Tribal communities worked with urban Native Americans, non-Native allies and the Spokane City Council to challenge oppressive structures and change a name that honored genocide.
The 42 organizations, including Spokane Falls Community College, National Association for the Advancement of Colored People, The NATIVE Project, American Indian Community Center, as well as the Peace and Justice Action League, urged City Council members to ensure the expedient renaming of Fort George Wright Dr.
The lands of the Inland Northwest were not acquired in a peaceful manner, but rather as a brutal attack on Indigenous villages and families. As part of society's movement toward social equity, we need to critically analyze the teaching of history and the power relations of place-naming.

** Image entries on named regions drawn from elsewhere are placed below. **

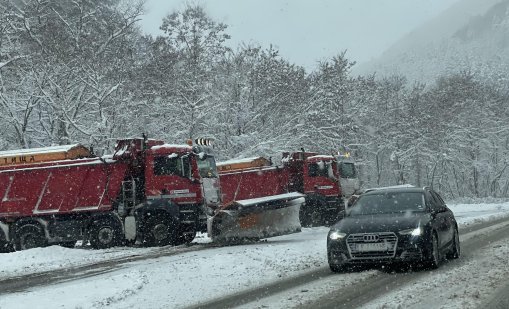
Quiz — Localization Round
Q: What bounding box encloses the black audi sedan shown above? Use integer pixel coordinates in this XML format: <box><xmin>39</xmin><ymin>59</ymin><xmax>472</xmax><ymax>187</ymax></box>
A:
<box><xmin>327</xmin><ymin>187</ymin><xmax>460</xmax><ymax>272</ymax></box>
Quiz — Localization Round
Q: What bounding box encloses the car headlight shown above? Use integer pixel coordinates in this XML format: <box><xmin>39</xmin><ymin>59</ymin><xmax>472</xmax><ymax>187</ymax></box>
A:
<box><xmin>329</xmin><ymin>231</ymin><xmax>346</xmax><ymax>240</ymax></box>
<box><xmin>399</xmin><ymin>226</ymin><xmax>423</xmax><ymax>236</ymax></box>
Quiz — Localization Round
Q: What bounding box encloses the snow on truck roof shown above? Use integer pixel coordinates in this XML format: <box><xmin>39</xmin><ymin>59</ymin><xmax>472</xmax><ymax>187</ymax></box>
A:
<box><xmin>308</xmin><ymin>155</ymin><xmax>334</xmax><ymax>160</ymax></box>
<box><xmin>216</xmin><ymin>157</ymin><xmax>264</xmax><ymax>165</ymax></box>
<box><xmin>0</xmin><ymin>144</ymin><xmax>92</xmax><ymax>166</ymax></box>
<box><xmin>0</xmin><ymin>144</ymin><xmax>81</xmax><ymax>157</ymax></box>
<box><xmin>150</xmin><ymin>144</ymin><xmax>192</xmax><ymax>151</ymax></box>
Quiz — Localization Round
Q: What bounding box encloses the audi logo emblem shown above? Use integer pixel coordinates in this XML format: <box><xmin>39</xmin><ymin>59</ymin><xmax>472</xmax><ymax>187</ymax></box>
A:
<box><xmin>362</xmin><ymin>234</ymin><xmax>380</xmax><ymax>242</ymax></box>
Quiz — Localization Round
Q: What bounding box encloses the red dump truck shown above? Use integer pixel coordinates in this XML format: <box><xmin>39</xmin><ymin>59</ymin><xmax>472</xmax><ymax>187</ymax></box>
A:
<box><xmin>0</xmin><ymin>138</ymin><xmax>220</xmax><ymax>251</ymax></box>
<box><xmin>213</xmin><ymin>151</ymin><xmax>344</xmax><ymax>226</ymax></box>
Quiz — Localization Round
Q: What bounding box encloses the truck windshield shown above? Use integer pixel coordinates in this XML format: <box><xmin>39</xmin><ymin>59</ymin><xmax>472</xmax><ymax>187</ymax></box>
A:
<box><xmin>198</xmin><ymin>155</ymin><xmax>218</xmax><ymax>178</ymax></box>
<box><xmin>350</xmin><ymin>192</ymin><xmax>425</xmax><ymax>216</ymax></box>
<box><xmin>154</xmin><ymin>155</ymin><xmax>191</xmax><ymax>177</ymax></box>
<box><xmin>308</xmin><ymin>161</ymin><xmax>336</xmax><ymax>179</ymax></box>
<box><xmin>339</xmin><ymin>162</ymin><xmax>357</xmax><ymax>178</ymax></box>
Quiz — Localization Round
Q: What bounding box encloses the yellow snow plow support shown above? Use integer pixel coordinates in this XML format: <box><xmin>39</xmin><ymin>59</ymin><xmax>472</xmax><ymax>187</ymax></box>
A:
<box><xmin>216</xmin><ymin>157</ymin><xmax>270</xmax><ymax>173</ymax></box>
<box><xmin>208</xmin><ymin>192</ymin><xmax>305</xmax><ymax>242</ymax></box>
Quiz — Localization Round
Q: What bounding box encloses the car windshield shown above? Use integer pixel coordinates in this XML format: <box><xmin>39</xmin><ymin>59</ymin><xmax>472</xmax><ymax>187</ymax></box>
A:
<box><xmin>349</xmin><ymin>192</ymin><xmax>425</xmax><ymax>216</ymax></box>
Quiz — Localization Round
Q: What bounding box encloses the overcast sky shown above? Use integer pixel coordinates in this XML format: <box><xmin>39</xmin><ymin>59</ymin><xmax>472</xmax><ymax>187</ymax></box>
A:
<box><xmin>141</xmin><ymin>0</ymin><xmax>458</xmax><ymax>70</ymax></box>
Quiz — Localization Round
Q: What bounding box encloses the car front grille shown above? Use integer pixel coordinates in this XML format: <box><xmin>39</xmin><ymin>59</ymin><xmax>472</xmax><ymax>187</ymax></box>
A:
<box><xmin>346</xmin><ymin>232</ymin><xmax>398</xmax><ymax>259</ymax></box>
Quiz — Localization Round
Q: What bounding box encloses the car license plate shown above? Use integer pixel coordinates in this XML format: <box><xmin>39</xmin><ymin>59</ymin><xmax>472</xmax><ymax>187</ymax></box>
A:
<box><xmin>352</xmin><ymin>242</ymin><xmax>389</xmax><ymax>252</ymax></box>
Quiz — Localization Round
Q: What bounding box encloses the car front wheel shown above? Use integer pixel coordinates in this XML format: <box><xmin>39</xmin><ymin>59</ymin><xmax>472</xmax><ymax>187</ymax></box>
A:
<box><xmin>327</xmin><ymin>252</ymin><xmax>346</xmax><ymax>273</ymax></box>
<box><xmin>447</xmin><ymin>228</ymin><xmax>461</xmax><ymax>260</ymax></box>
<box><xmin>428</xmin><ymin>233</ymin><xmax>440</xmax><ymax>269</ymax></box>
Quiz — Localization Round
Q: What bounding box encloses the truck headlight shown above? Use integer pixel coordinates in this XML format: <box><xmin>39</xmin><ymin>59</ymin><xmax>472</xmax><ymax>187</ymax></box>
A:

The City of Spokane's leadership recognized the sovereign territory and the importance of self-determination of renaming and thus asked the Spokane Tribe to lead the renaming process.
The Spokane City Council stayed courageous and challenged existing institutions of colonialism as well as questioned its own complicity in those institutions.
It maintained a pathway that led to decolonization, instead of using ideals of democracy to supplant Indigenous ways of knowing and doing. The City respected Indigenous understanding of Tribal territories.